И оно сработало. Магеллан получил обратно шлюпку, которую увели местные жители. Получил он и еду – 40 или 50 лодок с припасами, по подсчетам Панкадо[676]: возможно, он их забрал против воли туземцев, но в любом случае явно с применением запугивания и торгуясь с позиции силы. 9 марта флотилия в полном порядке убыла с острова. Согласно Пигафетте, испанцев провожало более 100 лодок «на расстоянии свыше одной лиги», с большой ловкостью скользя между кораблями экспедиции, идущими на всех парусах, и даже их обгоняя. Судя по всему, туземцы собирались вовсе не почтить путешественников, а отпраздновать их отплытие. Они показывали испанцам с лодок жестами рыбу, «точно хотели дать ее нам, и тут же забрасывали нас камнями» (con simulatione de darnello, ma trahevano saxi et poi fugivano)[677]. Возможно, здесь Пигафетта имел в виду библейскую аллюзию?
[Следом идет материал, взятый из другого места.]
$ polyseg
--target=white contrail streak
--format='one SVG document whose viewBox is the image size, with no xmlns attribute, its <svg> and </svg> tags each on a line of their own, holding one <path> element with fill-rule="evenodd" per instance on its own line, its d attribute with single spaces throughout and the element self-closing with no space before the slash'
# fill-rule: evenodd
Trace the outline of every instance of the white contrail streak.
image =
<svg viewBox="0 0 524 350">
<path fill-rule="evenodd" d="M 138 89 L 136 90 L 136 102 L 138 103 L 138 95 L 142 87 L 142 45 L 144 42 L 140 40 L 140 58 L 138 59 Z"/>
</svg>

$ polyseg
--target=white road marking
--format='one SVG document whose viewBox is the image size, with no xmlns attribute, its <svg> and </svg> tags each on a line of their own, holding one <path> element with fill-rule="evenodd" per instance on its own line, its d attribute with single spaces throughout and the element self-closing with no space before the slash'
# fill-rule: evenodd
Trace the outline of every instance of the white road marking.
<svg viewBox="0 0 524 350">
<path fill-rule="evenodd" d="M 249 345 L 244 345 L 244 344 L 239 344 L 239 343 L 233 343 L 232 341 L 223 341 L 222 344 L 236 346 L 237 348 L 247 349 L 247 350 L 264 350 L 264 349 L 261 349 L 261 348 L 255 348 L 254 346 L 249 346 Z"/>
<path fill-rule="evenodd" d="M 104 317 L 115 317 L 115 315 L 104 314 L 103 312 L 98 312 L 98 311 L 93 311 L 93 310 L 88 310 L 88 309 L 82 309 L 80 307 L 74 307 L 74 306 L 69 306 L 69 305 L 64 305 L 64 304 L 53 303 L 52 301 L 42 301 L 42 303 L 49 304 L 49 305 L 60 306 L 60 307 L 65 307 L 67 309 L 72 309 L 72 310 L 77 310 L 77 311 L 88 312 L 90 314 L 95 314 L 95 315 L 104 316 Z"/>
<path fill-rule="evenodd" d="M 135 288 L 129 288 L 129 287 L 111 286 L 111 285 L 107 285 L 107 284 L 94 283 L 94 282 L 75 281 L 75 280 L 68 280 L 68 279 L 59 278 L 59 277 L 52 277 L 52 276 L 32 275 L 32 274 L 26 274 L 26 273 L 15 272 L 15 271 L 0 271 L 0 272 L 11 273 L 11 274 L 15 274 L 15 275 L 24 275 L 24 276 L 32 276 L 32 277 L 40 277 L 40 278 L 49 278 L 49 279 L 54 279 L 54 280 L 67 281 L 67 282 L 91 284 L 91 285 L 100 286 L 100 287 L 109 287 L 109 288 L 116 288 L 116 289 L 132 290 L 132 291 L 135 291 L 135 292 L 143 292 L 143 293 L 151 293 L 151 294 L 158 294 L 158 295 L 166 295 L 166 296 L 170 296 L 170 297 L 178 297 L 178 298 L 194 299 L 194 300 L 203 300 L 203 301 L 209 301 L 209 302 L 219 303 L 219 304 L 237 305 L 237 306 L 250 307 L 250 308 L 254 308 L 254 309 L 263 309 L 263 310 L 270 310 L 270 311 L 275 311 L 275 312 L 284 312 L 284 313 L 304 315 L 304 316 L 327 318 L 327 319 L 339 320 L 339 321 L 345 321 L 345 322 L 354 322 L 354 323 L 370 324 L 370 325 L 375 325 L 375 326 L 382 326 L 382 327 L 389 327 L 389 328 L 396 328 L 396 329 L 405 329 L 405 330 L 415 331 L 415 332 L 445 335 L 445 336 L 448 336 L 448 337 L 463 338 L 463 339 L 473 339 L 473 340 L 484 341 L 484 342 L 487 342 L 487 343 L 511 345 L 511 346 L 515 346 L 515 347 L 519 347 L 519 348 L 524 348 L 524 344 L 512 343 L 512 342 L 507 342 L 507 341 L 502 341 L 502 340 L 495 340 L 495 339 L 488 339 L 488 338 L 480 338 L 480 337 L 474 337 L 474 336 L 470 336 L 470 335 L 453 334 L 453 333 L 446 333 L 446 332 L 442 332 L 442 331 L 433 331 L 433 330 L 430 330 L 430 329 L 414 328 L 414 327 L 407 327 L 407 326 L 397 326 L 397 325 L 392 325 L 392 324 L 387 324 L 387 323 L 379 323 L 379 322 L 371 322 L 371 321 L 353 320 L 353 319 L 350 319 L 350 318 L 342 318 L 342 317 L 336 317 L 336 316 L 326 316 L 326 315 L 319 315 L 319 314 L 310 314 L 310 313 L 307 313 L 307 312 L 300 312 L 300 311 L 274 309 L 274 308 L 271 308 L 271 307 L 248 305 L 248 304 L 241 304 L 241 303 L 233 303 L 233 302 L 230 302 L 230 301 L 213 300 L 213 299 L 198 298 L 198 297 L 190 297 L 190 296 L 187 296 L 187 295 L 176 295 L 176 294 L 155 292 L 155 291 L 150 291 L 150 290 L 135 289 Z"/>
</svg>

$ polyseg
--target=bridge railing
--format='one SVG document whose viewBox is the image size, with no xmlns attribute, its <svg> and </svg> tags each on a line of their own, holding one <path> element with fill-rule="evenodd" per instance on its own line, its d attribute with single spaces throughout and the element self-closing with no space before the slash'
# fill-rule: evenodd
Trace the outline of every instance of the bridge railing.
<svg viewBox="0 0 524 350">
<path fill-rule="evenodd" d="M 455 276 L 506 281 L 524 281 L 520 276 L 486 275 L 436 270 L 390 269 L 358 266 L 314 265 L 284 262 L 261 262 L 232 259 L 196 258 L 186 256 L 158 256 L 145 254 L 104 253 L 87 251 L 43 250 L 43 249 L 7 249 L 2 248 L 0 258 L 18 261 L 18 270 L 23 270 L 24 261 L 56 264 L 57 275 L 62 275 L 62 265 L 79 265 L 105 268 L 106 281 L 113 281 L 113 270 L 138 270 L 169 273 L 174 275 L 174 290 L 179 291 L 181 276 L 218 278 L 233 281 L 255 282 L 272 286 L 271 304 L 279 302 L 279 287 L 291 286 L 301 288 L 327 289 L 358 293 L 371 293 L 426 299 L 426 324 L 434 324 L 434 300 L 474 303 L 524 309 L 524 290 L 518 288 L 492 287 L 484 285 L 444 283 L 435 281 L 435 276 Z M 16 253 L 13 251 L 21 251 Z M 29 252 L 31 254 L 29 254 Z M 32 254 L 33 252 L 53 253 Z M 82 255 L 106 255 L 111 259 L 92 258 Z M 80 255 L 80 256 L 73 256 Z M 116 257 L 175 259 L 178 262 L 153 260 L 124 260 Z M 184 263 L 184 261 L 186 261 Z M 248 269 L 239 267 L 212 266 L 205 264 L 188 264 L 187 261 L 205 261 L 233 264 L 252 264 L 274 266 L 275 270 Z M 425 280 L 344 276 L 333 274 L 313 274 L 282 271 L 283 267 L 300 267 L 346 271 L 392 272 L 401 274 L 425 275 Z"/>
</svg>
Христос спрашивал своих последователей: «Есть ли между вами такой человек, который, когда сын его попросит у него хлеба, подал бы ему камень? И когда попросит рыбы, подал бы ему змею?»[678]
Когда флотилия дала деру с Гуама, корабли, по свидетельству Альбо, направились к юго-западу[679]. Поворот на юго-запад никак нельзя считать попыткой вернуться на широту Молуккских островов, даже демонстративной. Если бы Магеллан действительно считал, что острова Пряностей находятся в зоне плавания испанцев, он должен был бы взять строго на юг, поскольку уже забрался на запад и оказался ближе к португальской зоне мореплавания, чем сам ожидал. Разумеется, этот поворот к югу никак не мог быть связан с желанием добраться до азиатской суши. Так в чем же был смысл нового курса? Магеллан, судя по всему, следовал указаниям чаморро, направлявшим его на Яп или Палау – острова, с которыми они находились в тесном контакте. Как правило, следовать рекомендациям тех, кто стремится от тебя побыстрее избавиться или отправить на погибель, не очень благоразумно, но Магеллану был уже дорог хороший совет. Судя по воспоминаниям уцелевших участников экспедиции, которые записал Максимилиан Трансильван, когда они через полтора года вернулись домой, Магеллан узнал полезную информацию у туземцев прямо в открытом море за Гуамом – они плыли в каноэ недалеко от необитаемых островов – вероятно, самых первых на его пути в архипелаге Яп. «Жестами и знаками, как глухие разговаривают друг с другом», путешественники «спросили, где они могут найти провизию, в которой очень нуждались». Их собеседники направили их к «не столь отдаленному острову, который назывался Селани, почти показали на него пальцем [quam et fere digito ostendebant] и объяснили, что он населен и что там можно найти все необходимое для жизни»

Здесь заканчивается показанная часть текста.